In the security architecture of the HarmonyOS Next system, Asset Store Kit plays a pivotal role. It provides a solid foundation for the storage and management of critical assets and is an important part of ensuring system security and user data privacy.(I) Introduction
- Elaboration of the Important Status - Asset Store Kit is an indispensable part of the HarmonyOS Next ecosystem. It is like a solid fortress, specifically designed to protect those critical assets that are vital to applications and users. These critical assets include password data (such as account passwords), Token data (application credentials), and other sensitive plaintext information (such as bank card numbers, etc.). In today's digital age, the security of these data directly relates to users' property safety, privacy protection, and the normal operation of applications. For example, in mobile payment applications, users' bank card numbers and payment passwords and other critical assets must be properly protected; otherwise, they will face huge risks. Asset Store Kit ensures the security of these critical assets during storage, access, and management through a series of powerful functions and mechanisms, thus providing strong support for the stable operation of the entire HarmonyOS Next system.
- Emphasis on the Key Role - Its key role is mainly reflected in two aspects. On the one hand, it provides unified interfaces and methods, enabling developers to store and manage critical assets conveniently and efficiently. Developers do not need to have a deep understanding of the complex underlying security mechanisms. They only need to call the simple and easy-to-use interfaces provided by Asset Store Kit to achieve the secure storage and operation of critical assets. On the other hand, Asset Store Kit effectively prevents critical assets from being illegally obtained and tampered with through various security measures such as encryption algorithms and access control mechanisms. This not only protects users' interests but also enhances users' trust in applications, promoting the widespread use and development of applications. ### (II) Storage Principle of Critical Assets
- Dependence on the General Key Store System - The secure storage of critical assets highly depends on the underlying general key store system. The general key store system is like a secure safe, responsible for storing and managing the keys used for encrypting and decrypting critical assets. When an application needs to store critical assets, Asset Store Kit will interact with the general key store system to obtain the corresponding keys. Then, using these keys, it encrypts the critical assets through advanced encryption algorithms (such as the AES256-GCM algorithm) and converts them into ciphertext form before storing them in the ASSET database. For example, when storing a user's password, the encryption key is first obtained from the general key store system, and then the password is encrypted using this key to ensure the confidentiality of the password during storage.

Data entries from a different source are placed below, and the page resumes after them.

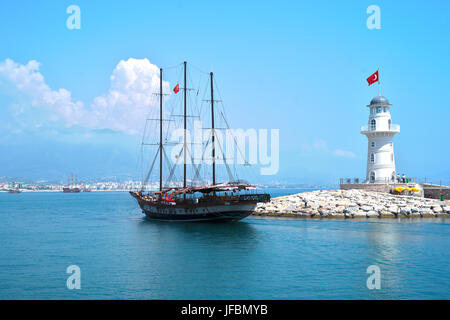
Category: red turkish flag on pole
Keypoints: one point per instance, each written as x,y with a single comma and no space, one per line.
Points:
373,78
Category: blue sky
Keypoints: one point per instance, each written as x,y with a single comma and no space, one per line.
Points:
299,66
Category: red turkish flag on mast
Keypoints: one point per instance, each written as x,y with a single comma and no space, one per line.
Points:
373,78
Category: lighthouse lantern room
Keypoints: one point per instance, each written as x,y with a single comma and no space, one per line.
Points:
380,132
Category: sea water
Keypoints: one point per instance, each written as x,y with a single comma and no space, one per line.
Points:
121,255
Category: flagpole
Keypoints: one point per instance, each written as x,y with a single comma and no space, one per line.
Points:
379,83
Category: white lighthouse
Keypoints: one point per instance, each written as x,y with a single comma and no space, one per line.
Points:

- Execution of Encryption and Decryption in a Secure Environment - Encryption and decryption operations are carried out in a secure environment (such as a trusted execution environment). This provides additional security for critical assets. The trusted execution environment is an independent and isolated hardware area with a high level of security. In this environment, even if other parts of the system are maliciously attacked, encryption and decryption operations can still be safely executed without leaking the information of critical assets. For example, when a user logs into an application and needs to verify the password, the password decryption operation is carried out in the trusted execution environment. The decrypted password is compared with the user-input password. Only when the comparison is successful can the user obtain the corresponding access rights. Such a design ensures that the password is always in a secure state during the entire verification process, effectively preventing the password from being stolen or tampered with. ### (III) Access Control Mechanisms
- Access Control Based on Ownership - All critical assets are strictly protected by ownership access control, which is the most basic access control method and does not require additional settings for business. The core principle is that only the business that writes the critical asset (i.e., the owner) can access it. For example, in an e-commerce application, a user's order information is written into the critical asset storage by the e-commerce application. Then, only this e-commerce application has the right to access and manage these order information. Even if other applications attempt to obtain this order information, they will be denied access because they do not have the owner identity. This ownership-based access control mechanism effectively prevents cross-access of data between different businesses, ensuring the independence and security of each business's data.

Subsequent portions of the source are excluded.